# It's been a tough road back...



## John_in_kc (Sep 30, 2014)

My rating slowly fell over a couple months ago, a passenger puked, other people with demands beyond my ability. I fell from a 4.97 to a 4.91 in about 90 days.

Today I awoke to see 4.93! Just a couple more ticks and I will be displaying a 5 not a 4.9. 

A gal this weekend did say that providing sexual favors would help get that 5 star rating  lol.

Also I picked up a 4.7 and let him know that if he was a driver with that rating he would be nearing account lock territory. 

He had know idea drivers kept a digital naughty and nice list.


----------



## Chris Dee (Nov 19, 2014)

You do realize that you will never obtain a "5" again.... they average your ratings weekly, therefore it is statistically impossible.


----------



## UberOne (Oct 31, 2014)

Chris Dee said:


> You do realize that you will never obtain a "5" again.... they average your ratings weekly, therefore it is statistically impossible.


what John was referring to is that riders see a driver rating that is rounded to the nearest tenth, so once he gets up to 4.951 (in the system of course), a rider will see 5.0.


----------



## Chris Dee (Nov 19, 2014)

Is that true in all cities ? because I see driver's rating here in Miami are to the 100th. I was shown my rating by a customer Sunday morning, he told flat out, 4.81.


----------



## ElectroFuzz (Jun 10, 2014)

John_in_kc said:


> *It's been a tough road back...*
> 
> My rating slowly fell over a couple months ago, a passenger puked, other people with demands beyond my ability. I fell from a 4.97 to a 4.91 in about 90 days.
> 
> ...


Please....
I was at 4.22 climbing to 4.8
Now that's a tough road back
It took 450 trips and 5 months


----------



## MiamiFlyer (Sep 22, 2014)

A 5.0 rated driver would scare the crap out of me.
That's just a clear sign he's on his 1st day.

How much $$ did you make?
Work for $$, not stars.


----------



## Long time Nyc cab driver (Dec 12, 2014)

I had a guy get out, says, " you did a great job " thought he was going to give me a tip. 
Then he says " I'm going to give you 5 stars" I thought shove your star's up your ass.


----------



## ShooUber (Sep 13, 2014)

Long time Nyc cab driver said:


> I had a guy get out, says, " you did a great job " thought he was going to give me a tip.
> Then he says " I'm going to give you 5 stars" I thought shove your star's up your ass.


I get that all the time, but my reply is "thank you, you a 5* too" I like seeing some of their faces in confusion, the ones that say thank you back already know pax get rated.
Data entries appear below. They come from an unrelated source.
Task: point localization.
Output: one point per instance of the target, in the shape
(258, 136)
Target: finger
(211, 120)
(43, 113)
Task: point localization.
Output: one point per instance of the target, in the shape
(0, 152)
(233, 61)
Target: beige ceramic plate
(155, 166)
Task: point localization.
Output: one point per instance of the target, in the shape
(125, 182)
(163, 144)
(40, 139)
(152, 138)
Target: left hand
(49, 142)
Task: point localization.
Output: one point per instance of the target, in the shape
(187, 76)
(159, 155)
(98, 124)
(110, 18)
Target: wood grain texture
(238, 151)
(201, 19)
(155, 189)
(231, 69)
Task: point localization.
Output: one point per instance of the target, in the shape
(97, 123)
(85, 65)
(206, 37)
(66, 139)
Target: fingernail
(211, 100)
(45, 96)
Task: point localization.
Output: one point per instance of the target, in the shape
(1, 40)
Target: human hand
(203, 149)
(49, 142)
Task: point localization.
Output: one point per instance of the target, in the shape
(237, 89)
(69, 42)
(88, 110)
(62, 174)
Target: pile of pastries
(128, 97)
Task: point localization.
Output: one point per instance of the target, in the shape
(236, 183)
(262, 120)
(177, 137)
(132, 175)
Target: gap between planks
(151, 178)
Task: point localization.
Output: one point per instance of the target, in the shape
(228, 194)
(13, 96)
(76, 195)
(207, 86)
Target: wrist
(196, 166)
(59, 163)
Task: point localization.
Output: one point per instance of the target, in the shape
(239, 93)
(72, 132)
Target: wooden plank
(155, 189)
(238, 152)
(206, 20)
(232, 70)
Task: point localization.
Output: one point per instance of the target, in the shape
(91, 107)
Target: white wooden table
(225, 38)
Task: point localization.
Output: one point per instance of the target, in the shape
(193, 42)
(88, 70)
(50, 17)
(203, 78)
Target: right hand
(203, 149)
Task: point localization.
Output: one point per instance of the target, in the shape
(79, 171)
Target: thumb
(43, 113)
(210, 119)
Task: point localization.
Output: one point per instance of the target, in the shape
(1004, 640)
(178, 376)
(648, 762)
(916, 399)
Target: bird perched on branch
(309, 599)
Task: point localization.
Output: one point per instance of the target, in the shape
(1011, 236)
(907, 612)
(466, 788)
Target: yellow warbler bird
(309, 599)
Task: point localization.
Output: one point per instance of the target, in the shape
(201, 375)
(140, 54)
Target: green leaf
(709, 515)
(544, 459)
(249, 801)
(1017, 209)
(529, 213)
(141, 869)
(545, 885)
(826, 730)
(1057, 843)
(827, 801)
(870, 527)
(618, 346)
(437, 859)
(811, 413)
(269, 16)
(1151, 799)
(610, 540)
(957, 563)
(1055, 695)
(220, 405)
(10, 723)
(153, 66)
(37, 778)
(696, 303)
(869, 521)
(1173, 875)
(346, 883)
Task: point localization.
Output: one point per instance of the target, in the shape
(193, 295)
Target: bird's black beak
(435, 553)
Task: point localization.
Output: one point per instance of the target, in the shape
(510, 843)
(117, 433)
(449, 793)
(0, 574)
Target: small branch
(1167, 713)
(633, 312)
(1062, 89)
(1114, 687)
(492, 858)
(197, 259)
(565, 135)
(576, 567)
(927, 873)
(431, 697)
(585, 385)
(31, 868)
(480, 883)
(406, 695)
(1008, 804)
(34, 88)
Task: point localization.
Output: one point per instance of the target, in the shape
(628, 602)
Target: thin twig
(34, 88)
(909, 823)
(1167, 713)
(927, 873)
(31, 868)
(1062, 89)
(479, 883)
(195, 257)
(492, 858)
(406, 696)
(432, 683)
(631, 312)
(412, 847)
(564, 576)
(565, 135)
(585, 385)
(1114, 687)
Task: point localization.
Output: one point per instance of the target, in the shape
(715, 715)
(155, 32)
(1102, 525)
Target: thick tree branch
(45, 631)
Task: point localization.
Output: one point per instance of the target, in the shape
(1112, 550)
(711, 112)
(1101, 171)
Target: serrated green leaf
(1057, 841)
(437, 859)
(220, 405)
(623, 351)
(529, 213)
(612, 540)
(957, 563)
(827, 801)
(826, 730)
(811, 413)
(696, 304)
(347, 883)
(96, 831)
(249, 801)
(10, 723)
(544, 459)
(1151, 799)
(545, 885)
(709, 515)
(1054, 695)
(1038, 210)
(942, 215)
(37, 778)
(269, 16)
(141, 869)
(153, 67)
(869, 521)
I have one dude get in and rave how great it is to rate a driver and that he never gives out 5*, I just agreed with him and told him that it is really great that we have this community of rider-share that let us rate each other! he was like, oh you can rate your pax too? I said yes, if a driver feels that a rider is not a great one we can rate them, oh don't worry pax don't get deactivated by Uber, but you will see a lots of driver won't pick you up if you get too low on your rating. He was floored, and I was smiling inside. Then he gets out and says your a 5* and again I replied so are you! then gave him a 4 for trying to intimidate me with that bull$hit.


----------



## ImAMac4Life (Oct 9, 2014)

99% of customers are just entitled assholes. No wonder cab drivers act the way they do...


----------



## John_in_kc (Sep 30, 2014)

OMG! I was a 4.94 Thursday and now I am a 4.91 again!

[insert vitriolic rage filled rant here]

Lower rates , lower ratings tis the season... probably the narcissistic late twenty something chicks from a couple of rides. I have never seeing so many young women that thought they were special snowflakes.

I would never hire nor marry them.

God help me, I am gonna give some of you anti Uber people a run for your money on spewing hatred now LOL. I need to compare my earlier posts to this one now and laugh.


----------



## CJ ASLAN (Sep 13, 2014)

John_in_kc said:


> OMG! I was a 4.94 Thursday and now I am a 4.91 again!
> 
> [insert vitriolic rage filled rant here]
> 
> ...


I give you 1* for worrying about it too much. Now you're @ 4.85! HAHA!


----------



## Sacto Burbs (Dec 28, 2014)

I'm at 4.5. What is this guy talking Bout?


----------